The Emptiness of Pleasure: I said to myself, “Go ahead, I will test you with pleasure and enjoy what is good.” But it turned out to be futile. I said about laughter, “It is madness,” and about pleasure, “What does this accomplish?” I explored with my mind how to let my body enjoy life with wine and how to grasp folly —my mind still guiding me with wisdom—until I could see what is good for people to do under heaven during the few days of their lives.
The Emptiness of Possessions: I increased my achievements. I built houses and planted vineyards for myself. I made gardens and parks for myself and planted every kind of fruit tree in them. I constructed reservoirs of water for myself from which to irrigate a grove of
flourishing trees. I acquired male and female servants and had slaves who were born in my house. I also owned many herds of cattle and flocks, more than all who were before me in Jerusalem. also amassed silver and gold for myself, and the treasure of kings and provinces. I
gathered male and female singers for myself, and many concubines, the delights of men. Thus, I became great and surpassed all who were before me in Jerusalem; my wisdom also remained with me. All that my eyes desired, I did not deny them. I did not refuse myself any
pleasure, for I took pleasure in all my struggles. This was my reward for all my struggles. When I considered all that I had accomplished and what I had labored to achieve, I found everything to be futile and a pursuit of the wind. There was nothing to be gained under the sun.

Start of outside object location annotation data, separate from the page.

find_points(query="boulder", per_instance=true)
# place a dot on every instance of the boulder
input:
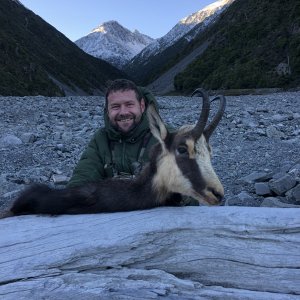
(168, 252)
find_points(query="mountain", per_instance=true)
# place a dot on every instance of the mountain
(255, 44)
(144, 66)
(112, 42)
(36, 59)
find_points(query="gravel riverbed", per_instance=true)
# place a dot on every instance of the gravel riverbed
(256, 143)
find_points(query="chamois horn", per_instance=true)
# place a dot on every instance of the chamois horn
(217, 118)
(197, 131)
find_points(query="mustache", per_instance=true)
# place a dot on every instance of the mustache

The Relative Value of Wisdom: Then I turned to consider wisdom, madness, and folly, for what will the man be like who comes after the king? He will do what has already been done. And I realized that there is an advantage to wisdom over folly, like the advantage of light over darkness. The wise man has eyes in his head, but the fool walks in darkness. : Yet I also knew that one fate comes to them both. So I said to myself, “What happens to the fool will also happen to me. Why then have I been overly wise?” And I said to myself that this is also futile. For, just like the fool, there is no lasting remembrance of the wise man, since in the days to come both will be forgotten. How is it that the wise man dies just like the fool? Therefore, I hated life because the work that was done under the sun was distressing to me. For everything is futile and a pursuit of the wind.
The Emptiness of Work: I hated all my work at which I labored under the sun because I must leave it to the man who comes after me. And who knows whether he will be a wise man or a fool? Yet he will take over all my work that I labored at skillfully under the sun. This too is futile. So I began to give myself over to despair concerning all my work I had labored at under the sun. For there is a man whose work was done with wisdom, knowledge, and skill, but he must give his portion to a man who has not worked for it. This too is futile and a great wrong. For what does a man get with all his work and all his efforts that he labors with under the sun? For all his days are filled with grief, and his occupation is sorrowful; even at night, his mind does not rest. This too is futile. There is nothing better for man than to eat, drink, and to enjoy his work. I have seen that even this is from God’s hand. For who can eat and who can enjoy life apart from Him? For to the man who is pleasing in His sight, He gives wisdom, knowledge, and joy, but to the sinner He gives the task of gathering and accumulating in order to give to the one who is pleasing in God’s sight. This too is futile and a pursuit of the wind.